A federal judge ordered a Minnesota woman to ante up thousands of dollars for violating copyright laws by sharing music illegally downloaded, marking the first time such a suit against an individual had gone to trial.
Jammie Thomas has to pay $222,000 for the dozens of songs she pulled from the Internet.
"This does send a message, I hope, that downloading and distributing our recordings is not OK," said Richard Gabriel, the lead attorney for the music companies that sued Thomas.
He made the comments late Thursday when the three-day civil trial in Duluth, Minnesota ended.
In closing arguments he had told the jury: "I only ask that you consider that the need for deterrence here is great."
Thomas, 30, was ordered to pay the six record companies that sued her $9,250 for each of 24 songs they focused on in the case. They had alleged she shared 1,702 songs in all.
Copyright law sets a damage range of $750 to $30,000 per infringement, or up to $150,000 if the violation was "willful." Jurors ruled that Thomas' infringement was willful but awarded damages in a middle range.
The record companies accused Thomas of downloading the songs without permission and offering them online through a Kazaa file-sharing account.
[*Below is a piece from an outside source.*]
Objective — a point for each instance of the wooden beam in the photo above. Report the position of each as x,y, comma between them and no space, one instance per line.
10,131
Thomas denied wrongdoing and testified that she didn't have a Kazaa account.
Since 2003, record companies have filed some 26,000 lawsuits over file-sharing, which has hurt sales because it allows people to get music for free instead of paying for recordings in stores.
It was the first time one of the industry's lawsuits against individuals who download music from the Internet had gone to trial. Many other defendants settled by paying thousands of dollars to the companies.
But Thomas, of Brainerd, Minn., decided she would take on the record companies on grounds that she had done nothing wrong.
"She was in tears. She's devastated," her attorney Brian Toder said. "This is a girl that lives from paycheck to paycheck, and now all of a sudden she could get a quarter of her paycheck garnished for the rest of her life."
Gabriel said no decision had yet been made about what the record companies would do, if anything, to pursue collecting the money from Thomas.
During the trial, the record companies presented evidence they said showed the copyrighted songs were offered by a Kazaa user under the name "tereastarr."
Their witnesses, including officials from an Internet provider and a security firm, testified that the Internet address used by "tereastarr" belonged to Thomas.
Toder said in his closing argument that the companies never proved "Jammie Thomas, a human being, got on her keyboard and sent out these things."
"We don't know what happened," Toder told jurors. "All we know is that Jammie Thomas didn't do this."
Illegal downloads have "become business as usual. Nobody really thinks about it," said Cary Sherman, president of the Recording Industry Association of America, which coordinates the lawsuits. "This case has put it back in the news. Win or lose, people will understand that we are out there trying to protect our rights."